Hacking and virus protection tips
Turn off your computer.
Use anti-virus software.
Don't run unknown executables or programs.
Use a personal firewall.
Shop around for an ISP.

So what can the folks with a small business, home office or just sitting at home surfing the Net do to protect themselves against these creeps? Try the following five simple steps. If you are interested in the technical nut-and-bolts behind this computer stuff, check out Webopedia, an online dictionary and search engine for computer and Internet technology.

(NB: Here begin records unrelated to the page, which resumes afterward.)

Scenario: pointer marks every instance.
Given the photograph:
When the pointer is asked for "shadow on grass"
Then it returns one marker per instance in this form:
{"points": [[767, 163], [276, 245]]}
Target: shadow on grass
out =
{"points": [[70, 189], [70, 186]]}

Step 1: Turn off your computer

"More and more users, small business owners and home offices are using cable hook-ups to get connected to the Internet at a much faster speed," Nebel says.

Your computer is sitting there just making it available to hackers. If you turn it off when you're not using it, these punks can't hack in.

Step 2: Use anti-virus software

Load anti-virus software onto your computer to prevent a headache later. Anti-virus software can detect if a virus is present in an e-mail or in a file and even clean up the mess before it causes problems. Depending on the software you buy, you can get free updates that will keep you abreast of the latest bugs being sent and squash them in advance.

Norton Anti-virus, which lists for $34.95, is one of the more common programs, and you can download McAfee anti-virus software with updates for $29.95 a year. Other programs range in price from $35 to $528 on cyber superstores such as Egghead.com.

Step 3: Don't run unknown executables or programs

Executables are those clever little programs attached to e-mails, such as the dancing babies or the latest version of the "Wassssup!" commercial. Unless you know where it came from, it's best to delete an executable file without opening it. If it's coming from a friend, you're probably OK.

If you get a rotten e-mail that's got a virus, rather than opening it and trying to clean it up yourself, get in touch with the person who sent it to you and have them send you a safe version of it. If you don't fix the problem, you could pass it along to your friends through e-mail. Then you look like a creep.

Step 4: Use a personal firewall

If you're constantly connected to the Internet, invest in personal firewall protection. The bad guys have their computers scan the Internet to find helpless computers they can hack into for personal information, such as Social Security numbers and credit card numbers.

Hackers can also take over your machine as a "zombie" and use it to attack big companies. Then the hacker is harder to trace, and your name plays into a breakdown at eBay or E*Trade.

A firewall will prevent inbound connections from occurring and will keep your computer and your vital information protected. Nebel says personal firewalls, such as Black Ice can be downloaded from the Internet for $39.95.

Step 5: Shop around for an Internet Service Provider

When deciding which company to dial into, ask about the firewall protections that they have installed to protect you. Nebel says that most ISPs have firewalls to filter inbound and outbound problems, so it never hurts to ask what precautions they have taken.

Additionally, if your computer has been hacked, alert your ISP and they look into it. If they won't take action, find yourself a new ISP.